Neste ano, pus-me à sombra de uma árvore que não era uma azinheira, mas que me abrigou do sol intenso, para de novo sentir a emoção, o aperto no peito e os olhos marejarem. Nunca vi tanta gente num 25 de Abril como neste ano. Muitos atenderam ao chamado para exercer um grande princípio democrático, a liberdade de expressar-se e o dever de resguardar o direito dos outros e das outras de fazer o mesmo. Digo isto a pensar na expressão da voz, mas não só, pois hoje vi grupos a fazerem-se representar e a representar-se através das suas vozes, dos seus corpos e dos seus movimentos. Este direito deve ser exercido e respeitado, sem que, ante a controvérsia e as diferenças de opinião, alguém se incomode e tente restringir a voz alheia, seja batendo na mesa seja esperneando como criança mimada.

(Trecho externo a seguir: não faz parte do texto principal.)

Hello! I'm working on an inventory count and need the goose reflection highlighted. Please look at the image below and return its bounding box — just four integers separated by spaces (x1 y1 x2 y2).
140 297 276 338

Neste ano, em que o dia se fez controverso, este atender ao chamado de ir à Avenida, de marchar, de cantar, de gritar, de ecoar palavras de ordem, desordem e esperança parece-me capital ante uma comunicação social que insiste em flertar com o fascismo. Neste dia de celebração de Abril, jornalistas preferiram ignorar o respeito à democracia e aos resistentes capitães de Abril. Esses preferiram cobiçar quem nega os princípios da Revolução dos Cravos e usa a democracia para nutrir o embrião do fascismo. Talvez por isto também me tenha apressado a alcançar a Avenida da Liberdade neste 25 de Abril. Na televisão a opinião de quem tenta enxovalhar a República estava a ser propagandeada como se fosse uma voz sensata e honesta a acusar de desonesto alguém que nunca fugiu à responsabilidade de cuidar do seu povo e que, por isto, tirou milhares dos seus cidadãos do mapa da fome. Na televisão a opinião de quem anda de mãos dadas com grandes corruptos é propagada como se fosse um tratado anticorrupção. Insistir em ficar na frente do ecrã e contribuir para a audiência de quem contemporiza a renovação do fascismo corriqueiro do dia-a-dia é negar Abril e tudo o que esse gerou para todos e todas nós, indivíduos portugueses e de outras nacionalidades que hoje habitam este país.

Por tudo isso, quando vi gente a pulular em cada canto da Avenida da Liberdade, o aperto no peito deu lugar a uma alegria, a um contentamento, a um alento democrático. Foi o 25 de Abril mais colorido que até hoje testemunhei. A marcha evidenciou-se pela polifonia e pela multiplicidade de cores. É facto que as diferenças e as desigualdades insistirão em separarmo-nos a todos no dia-a-dia, dia a dia. Mas neste 25 ocupámos a ágora, tomámos o espaço público, fizemo-lo coletivo, assumimos a liberdade como nossa e fizemo-lo com ganas de justiça social.

Praticamente todo o tempo que estive na Avenida da Liberdade, fiquei nas proximidades da Rua das Pretas. Fiz umas fotografias amadoras com o meu telemóvel para guardar de lembrança, mesmo sabendo que a memória será a melhor caixa-forte para revisitar esta experiência.

Ao regressar à casa, vi de novo gente com pouca roupa no Jardim do Torel, a conversar, a ler, a beber, a banhar-se de sol e na piscina. No Campo Mártires da Pátria, voltei ao mesmo sítio onde pusera o pombo ferido. Ele já lá não estava. Espero que tenha reunido forças suficientes para andar e voar.